A train track is 5280ft. long. After adding another foot of track, an arc is created. What is the height of the arc and how would i measure it?
FIND THE LEAST COMMON MULTIPLE OF 6,9
The maximum height is given by
[2640(5280) + h^2 = [2640(5280) + 0.50]^2^2 making h = 1.94 ft.
This assumes each half of the track buckles up as two triangles.
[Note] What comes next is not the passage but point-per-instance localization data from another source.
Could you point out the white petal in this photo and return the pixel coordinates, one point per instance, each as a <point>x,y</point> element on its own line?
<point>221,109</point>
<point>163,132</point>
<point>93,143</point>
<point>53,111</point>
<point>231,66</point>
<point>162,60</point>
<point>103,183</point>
The true arc height change is not possible tocalulate on the normal scientific calculator, I believe.
The arc height from the associated chord is given by h = R(1 - cos(µ/2) where R = the central radius and µ = the central angle subtended by the ars.
2+2=
The lcm of 6 and 9 is 18. It's 18 'cause 6times 3= 18 and 9 times 2=18.
To measure the height of the arc created by adding one foot of track to a train track length of 5280ft, you would need to make some assumptions and calculations.
First, let's assume that when the track is extended by one foot, it creates a symmetrical arc with the original track as its chord. In this case, you can consider each half of the track as two triangles.
To calculate the height of the arc, you can use the formula for the maximum height of an arc, which is given by:
h = √[(2R + c) * c]
where h is the height of the arc, R is the radius of the circle (which is half the length of the chord), and c is the length of the chord (5280ft).
Plugging in the given values, we have:
h = √[(2 * (5280/2) + 1) * 1]
= √[(5280 + 1) * 1]
= √[5281]
≈ 72.70ft
So, the height of the arc is approximately 72.70ft.
However, if you're trying to find the exact arc height from the associated chord, you would need to use a more advanced mathematical method involving trigonometry. The arc height can be calculated using the formula:
h = R * (1 - cos(θ/2))
where R is the central radius (again, half the length of the chord) and θ is the central angle subtended by the arc.
Now, switching to the second question...
To find the least common multiple (LCM) of 6 and 9, you can list out the multiples of each number and find the smallest common multiple.
Multiples of 6: 6, 12, 18, 24, 30, ...
Multiples of 9: 9, 18, 27, 36, 45, ...
The smallest number that appears in both lists is 18. Therefore, the LCM of 6 and 9 is 18.